AWARDEES: Craig T. Clark, Lourdes J. Cruz, J. Michael McIntosh, and Baldomero Marquez Olivera
FEDERAL FUNDING AGENCIES: Department of Defense, National Institutes of Health
When Baldomero “Toto” Olivera and Lourdes “Luly” Cruz started studying cone snails in the 1970s, they didn’t know that their work would change the course of their careers. They didn’t know they were embarking on a decade- and globe-spanning partnership, or that with the help of two undergraduates—Craig Clark and Michael McIntosh—they would discover the raw material for a non-opioid pain reliever and a powerful new tool for studying the central nervous system, all hidden in the cone snail’s potent venom.
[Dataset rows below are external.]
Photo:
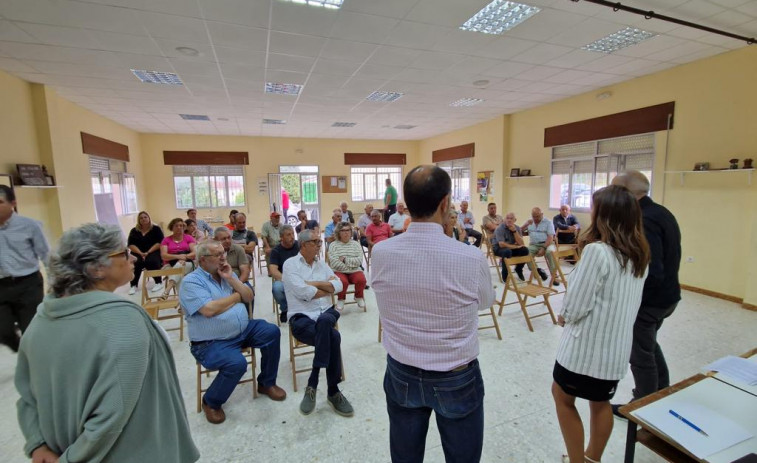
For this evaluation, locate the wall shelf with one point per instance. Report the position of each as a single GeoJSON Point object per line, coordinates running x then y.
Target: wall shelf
{"type": "Point", "coordinates": [683, 173]}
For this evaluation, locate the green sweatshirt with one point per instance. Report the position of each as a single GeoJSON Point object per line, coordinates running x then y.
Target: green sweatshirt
{"type": "Point", "coordinates": [98, 384]}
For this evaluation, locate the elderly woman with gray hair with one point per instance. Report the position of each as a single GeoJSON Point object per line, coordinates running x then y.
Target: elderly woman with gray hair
{"type": "Point", "coordinates": [96, 376]}
{"type": "Point", "coordinates": [345, 258]}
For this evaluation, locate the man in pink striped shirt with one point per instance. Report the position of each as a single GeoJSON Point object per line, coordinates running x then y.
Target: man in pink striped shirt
{"type": "Point", "coordinates": [429, 290]}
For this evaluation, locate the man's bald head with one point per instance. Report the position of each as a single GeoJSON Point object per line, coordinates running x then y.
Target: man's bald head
{"type": "Point", "coordinates": [635, 181]}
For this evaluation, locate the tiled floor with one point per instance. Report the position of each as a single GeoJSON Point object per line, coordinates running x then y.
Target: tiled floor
{"type": "Point", "coordinates": [521, 425]}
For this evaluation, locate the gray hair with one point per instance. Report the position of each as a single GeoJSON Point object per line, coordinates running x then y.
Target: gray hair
{"type": "Point", "coordinates": [81, 253]}
{"type": "Point", "coordinates": [306, 235]}
{"type": "Point", "coordinates": [220, 230]}
{"type": "Point", "coordinates": [204, 248]}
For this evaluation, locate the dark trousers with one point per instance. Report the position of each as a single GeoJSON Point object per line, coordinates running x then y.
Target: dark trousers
{"type": "Point", "coordinates": [225, 356]}
{"type": "Point", "coordinates": [507, 253]}
{"type": "Point", "coordinates": [475, 234]}
{"type": "Point", "coordinates": [648, 366]}
{"type": "Point", "coordinates": [151, 262]}
{"type": "Point", "coordinates": [327, 341]}
{"type": "Point", "coordinates": [19, 298]}
{"type": "Point", "coordinates": [457, 398]}
{"type": "Point", "coordinates": [388, 211]}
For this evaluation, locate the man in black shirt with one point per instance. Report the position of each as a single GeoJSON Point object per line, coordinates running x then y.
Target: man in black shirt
{"type": "Point", "coordinates": [288, 247]}
{"type": "Point", "coordinates": [661, 288]}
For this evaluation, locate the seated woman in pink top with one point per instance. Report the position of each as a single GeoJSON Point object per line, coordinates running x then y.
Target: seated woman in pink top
{"type": "Point", "coordinates": [377, 231]}
{"type": "Point", "coordinates": [178, 251]}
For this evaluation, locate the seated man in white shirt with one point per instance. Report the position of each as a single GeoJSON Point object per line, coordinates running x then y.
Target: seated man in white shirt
{"type": "Point", "coordinates": [397, 220]}
{"type": "Point", "coordinates": [309, 284]}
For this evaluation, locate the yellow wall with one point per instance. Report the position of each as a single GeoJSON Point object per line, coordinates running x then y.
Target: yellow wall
{"type": "Point", "coordinates": [266, 155]}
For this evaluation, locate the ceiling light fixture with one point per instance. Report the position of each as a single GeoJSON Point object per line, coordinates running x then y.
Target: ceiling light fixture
{"type": "Point", "coordinates": [329, 4]}
{"type": "Point", "coordinates": [157, 77]}
{"type": "Point", "coordinates": [282, 89]}
{"type": "Point", "coordinates": [384, 96]}
{"type": "Point", "coordinates": [466, 102]}
{"type": "Point", "coordinates": [618, 40]}
{"type": "Point", "coordinates": [499, 16]}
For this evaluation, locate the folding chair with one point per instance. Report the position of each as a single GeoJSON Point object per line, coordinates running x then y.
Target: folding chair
{"type": "Point", "coordinates": [526, 290]}
{"type": "Point", "coordinates": [153, 304]}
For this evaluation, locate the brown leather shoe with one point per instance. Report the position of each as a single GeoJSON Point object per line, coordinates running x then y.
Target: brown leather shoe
{"type": "Point", "coordinates": [274, 392]}
{"type": "Point", "coordinates": [213, 415]}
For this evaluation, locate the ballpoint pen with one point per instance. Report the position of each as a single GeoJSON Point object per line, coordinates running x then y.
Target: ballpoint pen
{"type": "Point", "coordinates": [689, 423]}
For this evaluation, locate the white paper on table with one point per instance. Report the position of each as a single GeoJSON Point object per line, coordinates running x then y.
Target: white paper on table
{"type": "Point", "coordinates": [723, 432]}
{"type": "Point", "coordinates": [739, 369]}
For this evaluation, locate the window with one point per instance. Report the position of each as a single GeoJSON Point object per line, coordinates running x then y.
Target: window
{"type": "Point", "coordinates": [368, 182]}
{"type": "Point", "coordinates": [580, 169]}
{"type": "Point", "coordinates": [208, 186]}
{"type": "Point", "coordinates": [110, 176]}
{"type": "Point", "coordinates": [459, 171]}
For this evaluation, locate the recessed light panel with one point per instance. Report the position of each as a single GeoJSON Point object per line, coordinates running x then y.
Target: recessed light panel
{"type": "Point", "coordinates": [330, 4]}
{"type": "Point", "coordinates": [384, 96]}
{"type": "Point", "coordinates": [499, 16]}
{"type": "Point", "coordinates": [157, 77]}
{"type": "Point", "coordinates": [466, 102]}
{"type": "Point", "coordinates": [282, 89]}
{"type": "Point", "coordinates": [621, 39]}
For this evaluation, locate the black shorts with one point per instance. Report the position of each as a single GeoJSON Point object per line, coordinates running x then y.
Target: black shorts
{"type": "Point", "coordinates": [585, 387]}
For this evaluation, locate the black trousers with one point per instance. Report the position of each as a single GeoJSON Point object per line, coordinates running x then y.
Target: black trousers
{"type": "Point", "coordinates": [327, 341]}
{"type": "Point", "coordinates": [648, 366]}
{"type": "Point", "coordinates": [19, 298]}
{"type": "Point", "coordinates": [151, 262]}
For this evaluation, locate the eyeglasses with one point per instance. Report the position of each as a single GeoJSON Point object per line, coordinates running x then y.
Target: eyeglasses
{"type": "Point", "coordinates": [126, 252]}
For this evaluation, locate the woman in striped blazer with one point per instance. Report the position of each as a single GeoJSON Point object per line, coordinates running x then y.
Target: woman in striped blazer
{"type": "Point", "coordinates": [599, 310]}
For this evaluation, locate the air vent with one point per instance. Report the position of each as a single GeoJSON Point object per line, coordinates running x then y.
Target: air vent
{"type": "Point", "coordinates": [194, 117]}
{"type": "Point", "coordinates": [384, 96]}
{"type": "Point", "coordinates": [278, 88]}
{"type": "Point", "coordinates": [157, 77]}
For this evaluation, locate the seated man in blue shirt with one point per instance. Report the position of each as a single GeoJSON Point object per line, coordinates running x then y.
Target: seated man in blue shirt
{"type": "Point", "coordinates": [309, 283]}
{"type": "Point", "coordinates": [214, 300]}
{"type": "Point", "coordinates": [542, 243]}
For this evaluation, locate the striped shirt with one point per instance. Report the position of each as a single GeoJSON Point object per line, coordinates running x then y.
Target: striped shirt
{"type": "Point", "coordinates": [599, 309]}
{"type": "Point", "coordinates": [429, 290]}
{"type": "Point", "coordinates": [22, 246]}
{"type": "Point", "coordinates": [197, 289]}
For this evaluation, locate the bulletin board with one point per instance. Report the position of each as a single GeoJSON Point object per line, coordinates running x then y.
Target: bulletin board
{"type": "Point", "coordinates": [334, 184]}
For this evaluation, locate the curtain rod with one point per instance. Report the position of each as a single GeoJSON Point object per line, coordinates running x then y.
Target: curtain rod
{"type": "Point", "coordinates": [651, 14]}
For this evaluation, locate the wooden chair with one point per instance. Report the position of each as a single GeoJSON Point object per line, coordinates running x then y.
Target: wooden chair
{"type": "Point", "coordinates": [526, 290]}
{"type": "Point", "coordinates": [486, 238]}
{"type": "Point", "coordinates": [154, 304]}
{"type": "Point", "coordinates": [300, 349]}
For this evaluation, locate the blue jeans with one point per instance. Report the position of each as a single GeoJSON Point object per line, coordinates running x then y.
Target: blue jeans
{"type": "Point", "coordinates": [225, 356]}
{"type": "Point", "coordinates": [278, 294]}
{"type": "Point", "coordinates": [457, 397]}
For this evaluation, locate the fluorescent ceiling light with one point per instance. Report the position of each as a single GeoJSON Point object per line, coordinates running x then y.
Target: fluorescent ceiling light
{"type": "Point", "coordinates": [330, 4]}
{"type": "Point", "coordinates": [499, 16]}
{"type": "Point", "coordinates": [194, 117]}
{"type": "Point", "coordinates": [282, 89]}
{"type": "Point", "coordinates": [617, 40]}
{"type": "Point", "coordinates": [157, 77]}
{"type": "Point", "coordinates": [384, 96]}
{"type": "Point", "coordinates": [466, 102]}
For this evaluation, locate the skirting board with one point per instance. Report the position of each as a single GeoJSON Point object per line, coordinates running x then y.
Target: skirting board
{"type": "Point", "coordinates": [715, 294]}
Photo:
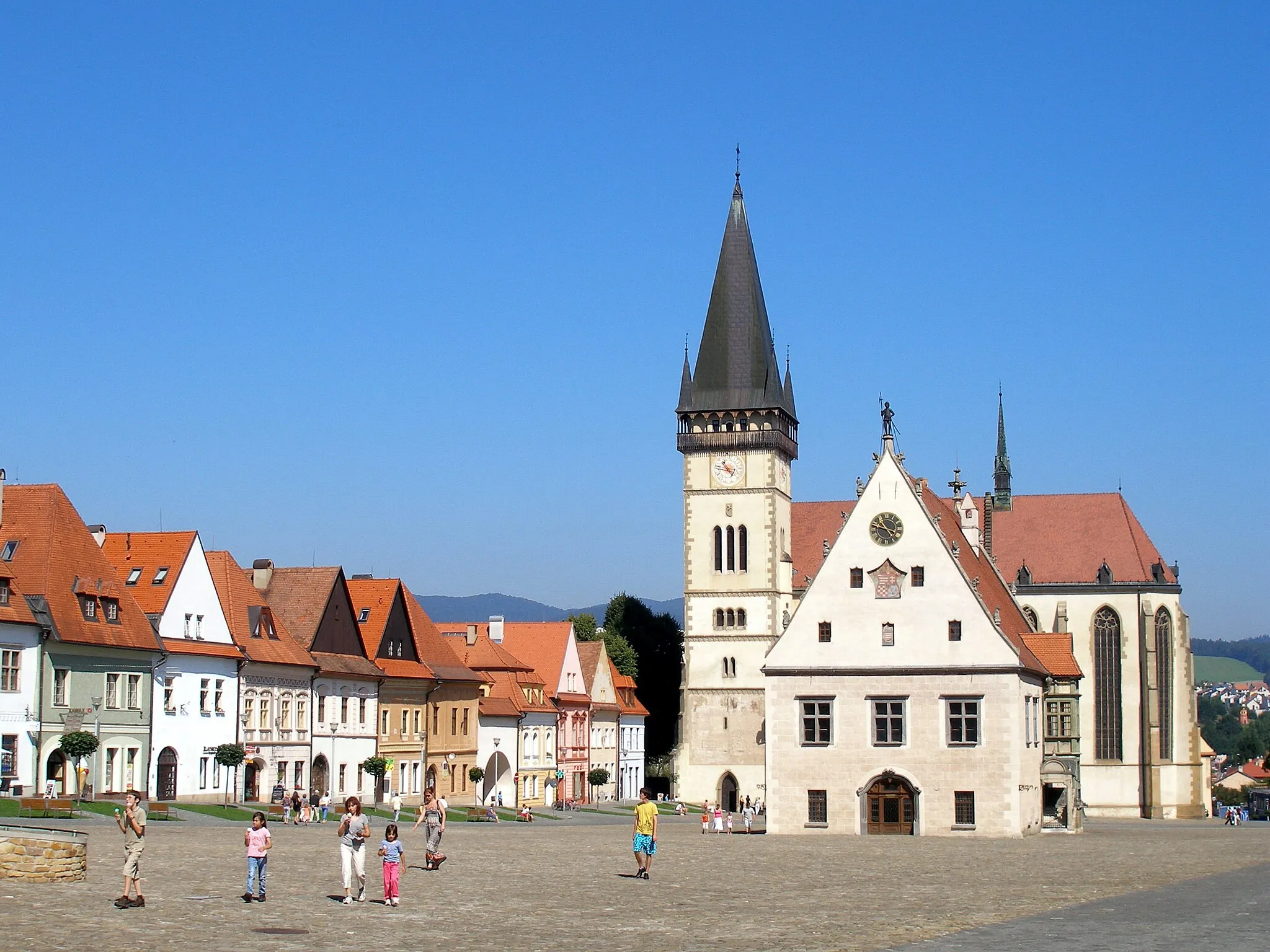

They were just trying to solve a supply chain problem.
Becoming Scientists
Lourdes Cruz was perhaps always destined to be a scientist. The daughter of a chemist and a dentist, whose older sister was also a chemist, she attended the University of the Philippines, where she met, but never had a class with, Baldomero Olivera. Like many of her classmates, Cruz then attended graduate school in the United States before returning to the Philippines. Eventually, after a stint at a research institute focused on rice, she found her way back to the University of the Philippines, where she began working with her former classmate, Olivera. Affectionally called “Toto” by his colleagues, Olivera grew up in the Philippines and San Francisco, where his father served as a press attaché for the Philippine consulate. It was in San Francisco, in second grade, that he met the first of many influential teachers who would push him toward his eventual career.
“There was a teacher in second grade—Miss Uhler, I still remember her name—she did a scientific experiment, and after that, I was hooked,” Olivera says. “I never wanted to be anything else but a scientist.”
Now in his 80s, Olivera still remembers many of his early teachers by name. In high school Olivera took up shell collecting, an easy hobby to reach for in a country of over 7,000 islands. Another of his teachers encouraged him to take a more scientific approach to his hobby. He did not need much persuading. From the very beginning, Olivera was interested in cone snails. He even wanted to study the animals for his undergraduate thesis, but his advisory committee dissuaded him. “They said you won’t be able to do anything with that,” Olivera recalls.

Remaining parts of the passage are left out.